ASTEROID-SIZED balls of magma hurtled through our infant solar system, and spray from their many collisions provided much of the raw material that formed Earth and its rocky siblings. That’s according to a new take on an old theory that challenges the notion that the solar system started out as a placid sea of dust motes which simply clumped together to form planets.
The early family tree of our solar system’s rocky planets features tiny glassy spheres called chondrules, found today inside ancient meteorites. The origins of chondrules, which are typically about a millimetre across, are shrouded in mystery. They make up much of the material preserved in meteorites that were formed about 2 million years after the solar system began and are thought to have clumped together to form asteroid-size planetesimals, which in turn agglomerated to make Earth and its peers.
Chondrules’ glassy composition and spheroidal shape show that they were once molten. According to the popular view, they formed when dust grains in the nebula surrounding the infant sun were suddenly heated, perhaps when cosmic lightning or shock waves shot through the nebula.

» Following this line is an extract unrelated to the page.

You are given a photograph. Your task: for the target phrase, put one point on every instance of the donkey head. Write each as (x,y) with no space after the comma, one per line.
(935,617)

But calculations published in 2008 on the retention of sodium by the chondrules suggest they formed in dense swarms (Science, vol 320, p 1617). This is difficult to reconcile with the melting of dust motes in a nebula, which are expected to be widely spaced.
Now, Ian Sanders of Trinity College Dublin in Ireland says another formation scenario, involving collisions between asteroid-sized balls of magma – kept molten through their high radioactivity – offers a better explanation. Sanders renewed the case for the idea, first proposed in the 1980s, at this week’s meeting of the Meteoritical Society in Nancy, France.
Decay of radioactive isotopes today helps to keep the cores of relatively large bodies like Earth molten. Sanders argues that the greater abundance of radioactive material in the fledgling solar system means that if objects larger than 30 kilometres across formed, they would have melted through.
Collisions between such magma balls would breach their thin crusts of solid rock, spraying molten material into space, where the droplets would quickly cool to form chondrules.